The justices will not hear oral arguments in the case, Gonzales v. Carhart, until their next term, which will begin in October.
The news provided pro-lifers with hope the high court will uphold the first restriction on a specific procedure since abortion was legalized 33 years ago. The justices will review a decision from the Eighth Circuit Court of Appeals striking down the Partial-birth Abortion Ban Act. The Eighth Circuit was one of three appellate courts in recent months to affirm lower court rulings invalidating the 2003 law.
The recent addition of Associate Justice Samuel Alito to the high court bolstered hopes the justices may permit the ban after striking down a state prohibition on the gruesome procedure in 2000. In that 5-4 ruling, Associate Justice Sandra Day O’Connor voted with the majority. She has retired, however, and been replaced by Alito, who was confirmed by the Senate in January. In addition to Alito, John Roberts also has joined the court since that opinion, replacing the late William Rehnquist as chief justice in September.

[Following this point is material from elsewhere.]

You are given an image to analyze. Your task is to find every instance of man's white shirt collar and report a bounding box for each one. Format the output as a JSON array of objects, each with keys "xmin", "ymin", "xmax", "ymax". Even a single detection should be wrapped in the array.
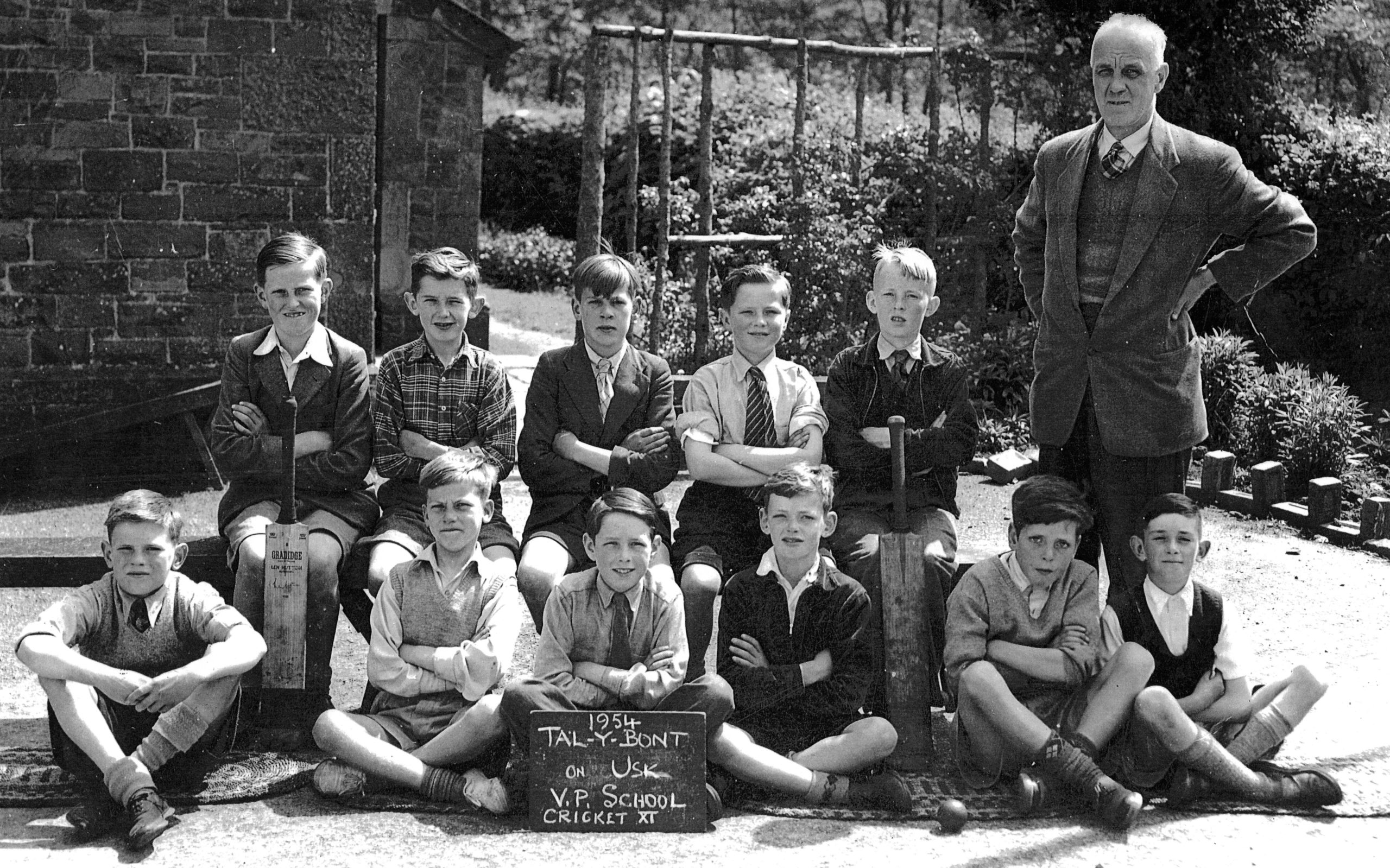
[{"xmin": 1095, "ymin": 115, "xmax": 1154, "ymax": 157}]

Rehnquist dissented in the 2000 ruling that invalidated Nebraska’s partial-birth abortion ban, and he was joined by three justices who remain on the court: Antonin Scalia; Anthony Kennedy, and Clarence Thomas. The addition of Roberts and Alito, who both have reputations for faithfulness to the constitutional text, sets up the possibility this time there will be five votes in favor of a prohibition on the technique.
“I am delighted the Roberts court has decided to take this case,” ERLC President Richard Land said, adding he hopes a ruling in favor of the ban “will be the first clear signal that the Roberts court will be much more protective of human life than its Rehnquist predecessor.”
The law in question bars a grisly procedure used by some doctors in which an intact baby is delivered normally feet first until only the head is left in the birth canal. The doctor pierces the base of the infant’s skull with surgical scissors, then inserts a catheter into the opening and suctions out the brain. The technique normally occurs in the fifth or sixth month of pregnancy.